There are many other choices an open-source contributor faces in selecting a project, but I've chosen these three because I think that the decisions commonly made for them, while understandable, are damaging to the world of open-source software.
This is a strong claim, I know, and so I'll spend the rest of this post trying to establish it.
Common Decisions
I cannot prove that the common decisions are what I claim they are; I have no statistics to use. It is just my impression out of my own experience with open-source.
Without proof, I can only try and persuade you by using examples as evidence. While presenting these examples I'll try to explain why I think they are so damaging to open-source.
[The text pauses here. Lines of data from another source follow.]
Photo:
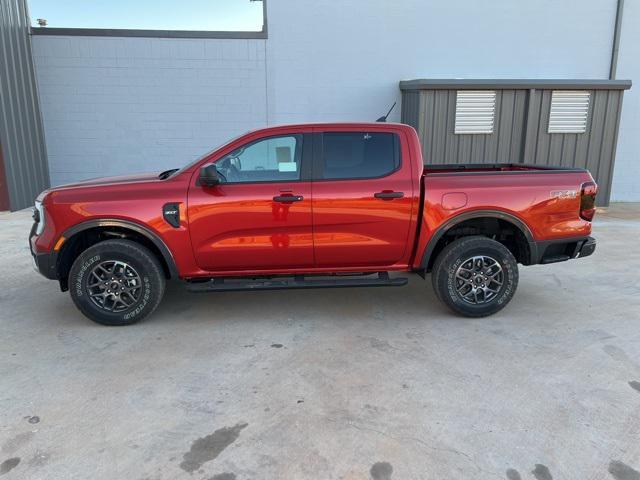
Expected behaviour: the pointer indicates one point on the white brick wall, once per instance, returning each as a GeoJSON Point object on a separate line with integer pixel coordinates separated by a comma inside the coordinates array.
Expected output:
{"type": "Point", "coordinates": [118, 105]}
{"type": "Point", "coordinates": [626, 173]}
{"type": "Point", "coordinates": [331, 60]}
{"type": "Point", "coordinates": [121, 105]}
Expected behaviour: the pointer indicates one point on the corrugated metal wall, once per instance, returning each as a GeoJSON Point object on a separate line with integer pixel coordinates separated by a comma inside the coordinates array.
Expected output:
{"type": "Point", "coordinates": [593, 150]}
{"type": "Point", "coordinates": [21, 133]}
{"type": "Point", "coordinates": [520, 126]}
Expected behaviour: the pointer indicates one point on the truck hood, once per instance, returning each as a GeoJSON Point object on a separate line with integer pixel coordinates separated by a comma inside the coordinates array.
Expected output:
{"type": "Point", "coordinates": [118, 180]}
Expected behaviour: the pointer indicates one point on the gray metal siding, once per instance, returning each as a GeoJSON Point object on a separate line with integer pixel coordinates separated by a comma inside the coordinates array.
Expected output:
{"type": "Point", "coordinates": [593, 150]}
{"type": "Point", "coordinates": [437, 109]}
{"type": "Point", "coordinates": [21, 133]}
{"type": "Point", "coordinates": [520, 129]}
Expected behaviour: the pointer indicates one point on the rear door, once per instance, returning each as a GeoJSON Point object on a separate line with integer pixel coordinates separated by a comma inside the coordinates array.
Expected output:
{"type": "Point", "coordinates": [362, 198]}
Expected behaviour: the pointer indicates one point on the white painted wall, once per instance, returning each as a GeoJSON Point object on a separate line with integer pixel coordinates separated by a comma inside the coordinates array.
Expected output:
{"type": "Point", "coordinates": [626, 174]}
{"type": "Point", "coordinates": [331, 60]}
{"type": "Point", "coordinates": [119, 105]}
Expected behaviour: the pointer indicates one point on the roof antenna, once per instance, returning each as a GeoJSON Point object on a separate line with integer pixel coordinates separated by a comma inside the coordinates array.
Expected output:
{"type": "Point", "coordinates": [384, 117]}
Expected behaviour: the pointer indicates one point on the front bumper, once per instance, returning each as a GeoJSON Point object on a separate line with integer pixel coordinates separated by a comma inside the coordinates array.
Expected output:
{"type": "Point", "coordinates": [44, 263]}
{"type": "Point", "coordinates": [560, 250]}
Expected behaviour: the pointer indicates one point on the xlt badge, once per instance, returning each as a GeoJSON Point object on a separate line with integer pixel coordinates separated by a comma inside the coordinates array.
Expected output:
{"type": "Point", "coordinates": [171, 214]}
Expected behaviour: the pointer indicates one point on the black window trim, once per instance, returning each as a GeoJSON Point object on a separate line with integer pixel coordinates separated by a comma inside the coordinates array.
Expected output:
{"type": "Point", "coordinates": [305, 158]}
{"type": "Point", "coordinates": [318, 151]}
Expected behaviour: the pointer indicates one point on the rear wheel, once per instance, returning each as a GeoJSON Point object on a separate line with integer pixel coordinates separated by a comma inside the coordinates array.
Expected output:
{"type": "Point", "coordinates": [475, 276]}
{"type": "Point", "coordinates": [116, 282]}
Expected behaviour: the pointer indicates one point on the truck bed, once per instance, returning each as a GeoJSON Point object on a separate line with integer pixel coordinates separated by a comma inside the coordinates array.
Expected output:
{"type": "Point", "coordinates": [484, 168]}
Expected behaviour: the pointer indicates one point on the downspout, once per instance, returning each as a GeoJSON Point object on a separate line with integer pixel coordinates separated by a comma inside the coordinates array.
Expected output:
{"type": "Point", "coordinates": [616, 41]}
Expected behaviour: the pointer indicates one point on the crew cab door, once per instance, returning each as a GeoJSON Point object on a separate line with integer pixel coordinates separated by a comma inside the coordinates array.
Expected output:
{"type": "Point", "coordinates": [363, 195]}
{"type": "Point", "coordinates": [259, 217]}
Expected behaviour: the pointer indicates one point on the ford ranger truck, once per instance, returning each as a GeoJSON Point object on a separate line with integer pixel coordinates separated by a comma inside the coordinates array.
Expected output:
{"type": "Point", "coordinates": [318, 205]}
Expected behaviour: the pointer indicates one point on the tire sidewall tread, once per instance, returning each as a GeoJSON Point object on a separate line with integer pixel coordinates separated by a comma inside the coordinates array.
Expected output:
{"type": "Point", "coordinates": [452, 256]}
{"type": "Point", "coordinates": [145, 263]}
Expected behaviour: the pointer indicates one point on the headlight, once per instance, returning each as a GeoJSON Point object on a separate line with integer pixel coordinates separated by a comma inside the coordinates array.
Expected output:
{"type": "Point", "coordinates": [38, 217]}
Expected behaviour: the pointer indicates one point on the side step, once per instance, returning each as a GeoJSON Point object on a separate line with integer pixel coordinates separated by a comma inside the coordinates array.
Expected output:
{"type": "Point", "coordinates": [230, 284]}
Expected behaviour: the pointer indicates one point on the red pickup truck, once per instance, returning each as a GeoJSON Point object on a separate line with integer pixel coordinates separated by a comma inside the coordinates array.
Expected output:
{"type": "Point", "coordinates": [317, 205]}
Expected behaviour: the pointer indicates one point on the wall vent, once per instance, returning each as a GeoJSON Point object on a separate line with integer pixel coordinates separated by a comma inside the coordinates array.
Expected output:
{"type": "Point", "coordinates": [569, 111]}
{"type": "Point", "coordinates": [475, 111]}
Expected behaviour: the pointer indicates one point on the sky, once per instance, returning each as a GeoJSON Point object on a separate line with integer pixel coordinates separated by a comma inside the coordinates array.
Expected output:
{"type": "Point", "coordinates": [228, 15]}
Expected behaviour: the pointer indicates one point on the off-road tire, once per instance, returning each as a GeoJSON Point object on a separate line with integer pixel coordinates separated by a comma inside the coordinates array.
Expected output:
{"type": "Point", "coordinates": [448, 262]}
{"type": "Point", "coordinates": [140, 260]}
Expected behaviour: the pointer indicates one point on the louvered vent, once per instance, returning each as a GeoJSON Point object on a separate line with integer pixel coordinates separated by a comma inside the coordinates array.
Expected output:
{"type": "Point", "coordinates": [569, 110]}
{"type": "Point", "coordinates": [475, 111]}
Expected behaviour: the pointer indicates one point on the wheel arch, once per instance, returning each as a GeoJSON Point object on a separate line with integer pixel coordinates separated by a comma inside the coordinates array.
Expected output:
{"type": "Point", "coordinates": [432, 248]}
{"type": "Point", "coordinates": [120, 229]}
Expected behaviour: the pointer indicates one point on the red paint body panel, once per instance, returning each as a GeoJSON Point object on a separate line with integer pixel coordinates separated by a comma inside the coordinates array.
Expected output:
{"type": "Point", "coordinates": [237, 229]}
{"type": "Point", "coordinates": [354, 229]}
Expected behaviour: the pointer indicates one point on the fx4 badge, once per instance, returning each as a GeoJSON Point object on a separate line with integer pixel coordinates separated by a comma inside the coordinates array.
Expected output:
{"type": "Point", "coordinates": [564, 194]}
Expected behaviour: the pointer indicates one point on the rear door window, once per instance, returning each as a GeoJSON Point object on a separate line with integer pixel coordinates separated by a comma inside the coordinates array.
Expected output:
{"type": "Point", "coordinates": [353, 155]}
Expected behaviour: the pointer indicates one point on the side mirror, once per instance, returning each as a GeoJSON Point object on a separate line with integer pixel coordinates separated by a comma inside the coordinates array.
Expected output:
{"type": "Point", "coordinates": [209, 175]}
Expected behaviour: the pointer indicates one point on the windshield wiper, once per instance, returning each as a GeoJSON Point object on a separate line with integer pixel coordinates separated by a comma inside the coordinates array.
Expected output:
{"type": "Point", "coordinates": [167, 173]}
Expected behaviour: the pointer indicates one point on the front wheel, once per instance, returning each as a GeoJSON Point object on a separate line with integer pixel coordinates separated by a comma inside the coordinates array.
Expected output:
{"type": "Point", "coordinates": [116, 282]}
{"type": "Point", "coordinates": [475, 276]}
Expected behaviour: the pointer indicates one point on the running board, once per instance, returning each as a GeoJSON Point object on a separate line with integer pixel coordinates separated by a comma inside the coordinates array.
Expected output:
{"type": "Point", "coordinates": [230, 284]}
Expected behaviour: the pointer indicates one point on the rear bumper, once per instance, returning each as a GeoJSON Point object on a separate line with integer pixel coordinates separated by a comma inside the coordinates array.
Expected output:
{"type": "Point", "coordinates": [560, 250]}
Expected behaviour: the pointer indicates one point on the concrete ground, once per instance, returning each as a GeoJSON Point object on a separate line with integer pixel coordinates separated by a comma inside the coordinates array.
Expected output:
{"type": "Point", "coordinates": [329, 384]}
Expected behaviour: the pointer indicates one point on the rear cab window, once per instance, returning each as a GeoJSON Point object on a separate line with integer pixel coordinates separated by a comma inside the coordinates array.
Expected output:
{"type": "Point", "coordinates": [358, 155]}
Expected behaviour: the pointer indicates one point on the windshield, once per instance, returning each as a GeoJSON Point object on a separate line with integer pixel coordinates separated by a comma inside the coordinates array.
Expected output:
{"type": "Point", "coordinates": [191, 164]}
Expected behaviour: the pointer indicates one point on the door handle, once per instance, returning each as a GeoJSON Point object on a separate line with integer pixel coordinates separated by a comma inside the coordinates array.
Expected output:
{"type": "Point", "coordinates": [288, 198]}
{"type": "Point", "coordinates": [388, 195]}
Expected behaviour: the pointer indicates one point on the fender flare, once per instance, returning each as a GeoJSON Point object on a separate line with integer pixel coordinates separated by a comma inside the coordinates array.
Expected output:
{"type": "Point", "coordinates": [128, 225]}
{"type": "Point", "coordinates": [497, 214]}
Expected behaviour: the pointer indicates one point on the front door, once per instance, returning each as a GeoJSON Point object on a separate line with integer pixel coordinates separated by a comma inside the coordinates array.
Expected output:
{"type": "Point", "coordinates": [362, 199]}
{"type": "Point", "coordinates": [259, 217]}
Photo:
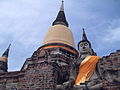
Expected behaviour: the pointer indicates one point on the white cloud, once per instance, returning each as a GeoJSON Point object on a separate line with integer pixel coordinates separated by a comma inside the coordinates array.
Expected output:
{"type": "Point", "coordinates": [113, 32]}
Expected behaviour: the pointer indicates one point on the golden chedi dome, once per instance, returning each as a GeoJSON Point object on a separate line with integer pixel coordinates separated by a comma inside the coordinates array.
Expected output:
{"type": "Point", "coordinates": [59, 34]}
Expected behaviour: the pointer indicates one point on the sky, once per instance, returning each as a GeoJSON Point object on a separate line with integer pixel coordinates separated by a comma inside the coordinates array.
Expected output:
{"type": "Point", "coordinates": [24, 23]}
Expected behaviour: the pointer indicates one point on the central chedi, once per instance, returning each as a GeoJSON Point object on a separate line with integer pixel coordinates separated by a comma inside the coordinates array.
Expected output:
{"type": "Point", "coordinates": [59, 35]}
Effects - Example 1: Attack of the Clones
Clones are possibly the most common pattern in open-source. For every purpose, need and audience there are many projects, and most of them are not different enough to technologically justify being separate projects. They do mostly the same thing but don't share libraries, design or knowledge. A quick look at this page can demonstrates this easily: Can you really tell all of these parsers apart? I can't. They can probably all be combined into two or three projects with some additional modules and options. This is just an easy example. There are dozens of IMs and bittorrent clients and hundreds of text editors and code editors with the same list of feature list and only a slightly different GUI. I see a new CMS announced every week, and that's just for python. The clones have gotten beyond the point of healthy variety. There are just too many.
Why is this so bad? Isn't competition beneficial for product quality?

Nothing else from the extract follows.